Unfortunately, I am only convinced that Wordpress is not what I want for my personal site. I can put forward some thoughts why that is, then recommend you to an amusing thought from ‘Kroc’ Camen.

Wordpress is unpredictable.

All the way through the processor, there is regular expression after regular expression being pounded out on your code. The output is often good, and works well for typical input. However, some wrong mixture of HTML and XHTML is not genuinely parseable in this way. Regular expressions have a huge expressive power, but not enough. Just by experimentation, I found that were a few obvious strings you can put in the comment box below that will be accepted but still do naughty things (hint: try seeing whether escape characters are counted properly or not). Filing a bug report or two misses the point, in that WP is just not designed to be strict or correct. So, I can never be sure it will not mangle the data in my posts as it tries to format the paragraphs and so on. In fact (with apologies for laboriously developing this), I could disable wpautop and do my paragraphs manually, but that misses the point. The data-flow processing model is fundamentally inadequate and not under my control, and I do not trust it to love my markup and maintain it.

Wordpress is bloated.

It has too much I do not want, nor use, and so fear. It is irrational, but putting a fudge in my theme file to tack on category scanning in a place where it is left out, and not using it in the places where it is, all because the WP designers did not read my fussy mind, leaves me again very dissatisfied. There is so much stuff in there, when two or three thousand lines cover my needs. Most of all however:–

Wordpress is not fun.

That is my way of putting it; Camen persistently emphasises beauty, but the idea is the same. I have a site because I want to communicate, but I want to do it well, and not just in layout and style but also in the attitude that the structure and way it is done is significant too.

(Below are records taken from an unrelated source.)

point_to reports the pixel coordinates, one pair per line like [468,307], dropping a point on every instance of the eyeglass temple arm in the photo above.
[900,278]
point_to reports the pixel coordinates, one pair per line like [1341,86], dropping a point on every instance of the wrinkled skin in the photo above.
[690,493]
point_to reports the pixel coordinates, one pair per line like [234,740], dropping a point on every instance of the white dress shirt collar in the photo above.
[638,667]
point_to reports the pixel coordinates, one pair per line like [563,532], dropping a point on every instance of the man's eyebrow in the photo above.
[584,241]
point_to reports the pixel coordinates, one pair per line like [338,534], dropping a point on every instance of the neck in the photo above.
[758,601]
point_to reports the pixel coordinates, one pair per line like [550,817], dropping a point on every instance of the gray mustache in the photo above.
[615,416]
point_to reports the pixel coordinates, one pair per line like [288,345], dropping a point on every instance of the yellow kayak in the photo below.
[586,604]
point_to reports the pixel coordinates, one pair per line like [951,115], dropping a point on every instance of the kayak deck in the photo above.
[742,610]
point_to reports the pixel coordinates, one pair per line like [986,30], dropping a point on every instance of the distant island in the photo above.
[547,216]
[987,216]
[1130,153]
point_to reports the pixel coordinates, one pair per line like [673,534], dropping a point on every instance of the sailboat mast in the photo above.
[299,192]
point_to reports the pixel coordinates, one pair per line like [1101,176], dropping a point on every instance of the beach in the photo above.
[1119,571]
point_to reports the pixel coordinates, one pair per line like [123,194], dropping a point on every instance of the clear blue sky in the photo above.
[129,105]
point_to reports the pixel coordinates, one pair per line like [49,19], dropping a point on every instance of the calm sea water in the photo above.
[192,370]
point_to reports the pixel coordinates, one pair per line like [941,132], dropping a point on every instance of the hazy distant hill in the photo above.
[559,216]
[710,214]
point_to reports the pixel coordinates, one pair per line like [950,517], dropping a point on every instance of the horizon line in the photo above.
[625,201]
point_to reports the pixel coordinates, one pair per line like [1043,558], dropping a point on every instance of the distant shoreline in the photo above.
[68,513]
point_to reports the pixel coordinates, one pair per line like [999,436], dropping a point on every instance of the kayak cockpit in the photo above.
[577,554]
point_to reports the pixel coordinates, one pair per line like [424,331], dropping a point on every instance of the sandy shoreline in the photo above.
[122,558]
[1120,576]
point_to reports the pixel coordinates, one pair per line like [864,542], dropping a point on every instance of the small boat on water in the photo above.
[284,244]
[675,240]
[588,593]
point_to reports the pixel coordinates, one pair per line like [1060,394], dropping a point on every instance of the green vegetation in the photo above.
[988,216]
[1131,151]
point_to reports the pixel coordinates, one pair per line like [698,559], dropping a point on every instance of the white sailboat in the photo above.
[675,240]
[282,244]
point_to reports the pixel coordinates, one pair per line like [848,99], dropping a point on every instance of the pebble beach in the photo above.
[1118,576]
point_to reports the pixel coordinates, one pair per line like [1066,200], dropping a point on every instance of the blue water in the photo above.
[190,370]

I take pride in doing things nicely. I am pleased that the full-text search of sermons on the old church website worked gorgeously, even if it had half a dozen hits last year. It has been discontinued in the new design, to be used soon, as I could not justify spending the time on maintaining it with Google, but I am pleased that I did it. It felt right to be thorough. There is a saying that so much time is senselessly invested in something, we are ‘doing it for ourselves’. I would like to turn the paradigm on its head though and make a comment on the way beauty motivates work. I suppose that, in the end, I can’t have been doing it for myself. The argument from aesthetics I would advance even applies to web design.

Whither then?

So, my ambition for the technical side of the site is to eventually abandon pre-built disempowering software of the Wordpress variety. I fully expect to keep working on it and improving it continually, removing the bloat and making gorgeous pages.

It will stay as a playground though, particularly as I will need to monkey around with Drupal and some HTML5 technologies quite soon.